Despite its stretched valuation, Roku stock continues shooting higher

By Bret Kenwell, InvestorPlace Contributor
Roku Inc Stock (ROKU) Has Upside -- But It Requires Patience

Source: Shutterstock

Roku Inc (NASDAQ:ROKU) has been loved by Wall Street since day one. After pricing its IPO at $14, Roku’s stock price flew higher by nearly 70% in its first day of trading. Shares went wild again after its first earnings report, running from sub-$20 to almost $50 in three days.

So now that it’s up 270% from its IPO price, should investors buy ROKU stock?

Let’s look at some pros and cons.

Streaming Is a Catalyst and a Risk

Obviously, investors would like to continue riding the cord-cutting trend. We’ve seen Netflix, Inc. (NASDAQ:NFLX) stock soar for years. We see it now with Walt Disney Co (NYSE:DIS) saying it will cut Netflix off as a partner and roll out its own streaming platform. A big reason why Disney bought Twenty-First Century Fox (NASDAQ:FOX, NASDAQ:FOXA) for more than $50 billion was probably to boost its streaming content offerings.

Notably, Fox decided to keep its equity stake in Roku, a ringing endorsement for the newly public company.

All of this is to say that streaming has rapidly become quite important.

Whether consumers are using Disney/Fox, Netflix, the YouTube TV offering from Alphabet Inc (NASDAQ:GOOGL, NASDAQ:GOOG), HBO Go from Time Warner Inc (NYSE:TWX) HBO or many others, Roku makes an easy-to-use platform allowing users to access them all. In essence, Roku is planting itself firmly in the streaming world, hoping that by amassing market share, competitors will be unable to pry its customers away.
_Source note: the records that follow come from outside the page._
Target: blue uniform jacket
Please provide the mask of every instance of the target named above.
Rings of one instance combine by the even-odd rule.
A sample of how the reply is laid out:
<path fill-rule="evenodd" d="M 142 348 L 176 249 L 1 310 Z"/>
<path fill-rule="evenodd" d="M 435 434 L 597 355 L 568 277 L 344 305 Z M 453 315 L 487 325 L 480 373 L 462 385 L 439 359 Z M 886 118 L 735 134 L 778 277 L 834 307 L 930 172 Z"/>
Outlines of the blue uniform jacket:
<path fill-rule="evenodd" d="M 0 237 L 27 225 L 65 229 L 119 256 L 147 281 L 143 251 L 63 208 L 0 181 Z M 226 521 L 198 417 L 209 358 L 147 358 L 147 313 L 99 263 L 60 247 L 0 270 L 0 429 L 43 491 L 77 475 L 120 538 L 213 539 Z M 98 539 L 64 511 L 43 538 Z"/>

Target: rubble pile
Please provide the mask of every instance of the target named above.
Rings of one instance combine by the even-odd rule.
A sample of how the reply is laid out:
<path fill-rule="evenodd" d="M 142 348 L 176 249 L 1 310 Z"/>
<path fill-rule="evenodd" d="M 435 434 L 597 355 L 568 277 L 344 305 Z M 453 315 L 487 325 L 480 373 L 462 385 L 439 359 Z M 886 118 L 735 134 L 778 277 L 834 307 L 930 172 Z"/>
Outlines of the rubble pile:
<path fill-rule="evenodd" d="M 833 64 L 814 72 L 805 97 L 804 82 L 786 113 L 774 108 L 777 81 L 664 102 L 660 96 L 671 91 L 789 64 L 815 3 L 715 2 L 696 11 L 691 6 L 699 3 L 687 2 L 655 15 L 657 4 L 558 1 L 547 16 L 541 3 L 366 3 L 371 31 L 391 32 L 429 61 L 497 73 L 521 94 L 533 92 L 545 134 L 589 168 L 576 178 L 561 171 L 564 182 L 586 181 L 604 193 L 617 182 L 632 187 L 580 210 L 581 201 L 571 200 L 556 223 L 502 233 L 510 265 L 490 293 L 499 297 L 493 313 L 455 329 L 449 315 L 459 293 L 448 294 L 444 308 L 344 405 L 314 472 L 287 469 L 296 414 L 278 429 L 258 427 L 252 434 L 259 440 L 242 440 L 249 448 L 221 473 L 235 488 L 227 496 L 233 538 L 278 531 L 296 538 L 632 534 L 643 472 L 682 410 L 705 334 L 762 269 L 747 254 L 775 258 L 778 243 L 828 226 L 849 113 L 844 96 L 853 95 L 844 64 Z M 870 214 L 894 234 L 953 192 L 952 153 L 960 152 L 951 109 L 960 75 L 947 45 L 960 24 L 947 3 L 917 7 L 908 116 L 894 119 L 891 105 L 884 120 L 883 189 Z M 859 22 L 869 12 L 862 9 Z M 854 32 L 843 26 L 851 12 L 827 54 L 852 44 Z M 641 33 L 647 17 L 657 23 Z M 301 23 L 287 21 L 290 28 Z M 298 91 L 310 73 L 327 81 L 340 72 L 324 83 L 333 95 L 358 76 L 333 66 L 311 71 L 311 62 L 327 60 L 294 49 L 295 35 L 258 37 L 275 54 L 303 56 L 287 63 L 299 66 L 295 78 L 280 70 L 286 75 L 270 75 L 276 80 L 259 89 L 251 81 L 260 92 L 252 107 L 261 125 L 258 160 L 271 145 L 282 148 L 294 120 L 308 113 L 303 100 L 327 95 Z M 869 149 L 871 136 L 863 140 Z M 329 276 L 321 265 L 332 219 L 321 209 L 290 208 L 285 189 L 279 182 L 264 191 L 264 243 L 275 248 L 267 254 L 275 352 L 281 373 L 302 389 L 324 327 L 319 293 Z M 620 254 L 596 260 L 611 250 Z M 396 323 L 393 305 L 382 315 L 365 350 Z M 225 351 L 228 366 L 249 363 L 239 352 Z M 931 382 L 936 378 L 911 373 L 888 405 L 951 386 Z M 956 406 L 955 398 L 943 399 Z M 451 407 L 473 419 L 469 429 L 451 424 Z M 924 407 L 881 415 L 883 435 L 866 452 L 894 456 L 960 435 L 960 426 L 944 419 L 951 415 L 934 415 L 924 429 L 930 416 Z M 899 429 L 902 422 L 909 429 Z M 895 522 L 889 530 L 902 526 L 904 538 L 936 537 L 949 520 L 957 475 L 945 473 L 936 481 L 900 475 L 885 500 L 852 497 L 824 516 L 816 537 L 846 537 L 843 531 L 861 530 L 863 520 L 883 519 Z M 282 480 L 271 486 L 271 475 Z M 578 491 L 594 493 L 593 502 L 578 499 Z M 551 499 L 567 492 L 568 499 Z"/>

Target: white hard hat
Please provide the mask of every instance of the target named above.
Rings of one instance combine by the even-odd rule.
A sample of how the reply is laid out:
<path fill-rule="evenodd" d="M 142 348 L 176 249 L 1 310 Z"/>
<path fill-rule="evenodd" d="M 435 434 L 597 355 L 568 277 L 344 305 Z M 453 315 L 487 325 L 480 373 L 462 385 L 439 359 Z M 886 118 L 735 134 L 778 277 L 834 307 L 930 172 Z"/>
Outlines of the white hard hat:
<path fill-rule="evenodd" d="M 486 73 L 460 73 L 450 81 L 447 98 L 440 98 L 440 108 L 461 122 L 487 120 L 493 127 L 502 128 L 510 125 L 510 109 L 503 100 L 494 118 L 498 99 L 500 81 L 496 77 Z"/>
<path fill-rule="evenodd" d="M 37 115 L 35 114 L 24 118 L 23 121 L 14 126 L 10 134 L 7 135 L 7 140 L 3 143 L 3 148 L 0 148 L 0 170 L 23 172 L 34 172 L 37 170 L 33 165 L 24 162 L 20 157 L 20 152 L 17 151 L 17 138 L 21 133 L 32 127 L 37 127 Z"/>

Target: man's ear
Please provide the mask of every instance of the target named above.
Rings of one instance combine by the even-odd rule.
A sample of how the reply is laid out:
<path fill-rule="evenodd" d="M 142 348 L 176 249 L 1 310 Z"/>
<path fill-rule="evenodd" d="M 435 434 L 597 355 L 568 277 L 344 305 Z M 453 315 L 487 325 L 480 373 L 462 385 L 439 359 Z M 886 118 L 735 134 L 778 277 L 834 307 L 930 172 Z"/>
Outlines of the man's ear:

The risk here — as it is for other companies that use this strategy, like Apple Inc. (NASDAQ:AAPL) — is that a competitor comes along and does it better. Or a streaming platform with its own device could squeeze out the middleman, in this case Roku. So far though, Roku is holding its ground against, Inc. (NASDAQ:AMZN), Google’s Chromecast and others. It just needs to continue making a stickier and stickier interface.

Is Roku’s Stock Price Stretched?

Right now, Roku’s stock price is a positive catalyst, just like the streaming trend. But just as there could be a hiccup in that arena, so too could ROKU stock suffer from its valuation.

Chart of Roku Stock Price
Click to Enlarge
After rallying over 13% Friday, ROKU stock has broken out over $50. This level had been resistance twice in November.

It was again in December too, as ROKU price churned near $48 for several sessions before breaking out. Now above this level, we have a black-and-white trade proposition. Over $50, Roku stock is a long. Under $50 and we cut ties.

Of course, the downside to all this is the fact that the ROKU stock price is up almost 300% on the year. Essentially, buyers are chasing a stock that is up massively from where it stood just six weeks ago. Not to mention, the valuation is stretching pretty far.

Analysts do not expect Roku to generate positive earnings per share this year or next. While I do think Roku will continue generating better-than-expected results, I do not know that 11.7 times sales is totally appropriate. Revenue grew 40% last quarter and I would expect strong growth this quarter as well. But in fiscal 2018, analysts are only forecasting 30% growth.

Even if management easily tops those estimates, gross margins (as of last quarter, easily its best quarter of gross margins) came in at 40%. While this is almost a 1,100 basis point expansion year-over-year, it’s still just 40%; 11.7 times sales seems rich to me, unless margins will continue expanding at a rapid rate. However, that seems unlikely based on the quarter-to-quarter growth, making the valuation feel too rich to me for an investment.

The Bottom Line on Roku

With shares just peeking over $50, I think ROKU stock is worth a trade on the long side. Back below $50 and I would be less optimistic. While the trend is higher for now, it’s hard for me call ROKU stock a value at current levels.

Investors looking for a longer-term entry, I would wait for a larger correction.

Ultimately, on the plus side we have a charging bull of a stock in a secular growth industry. On the downside, ROKU stock has a stretched valuation, is already up big on the year and could face competitive pressure in the future.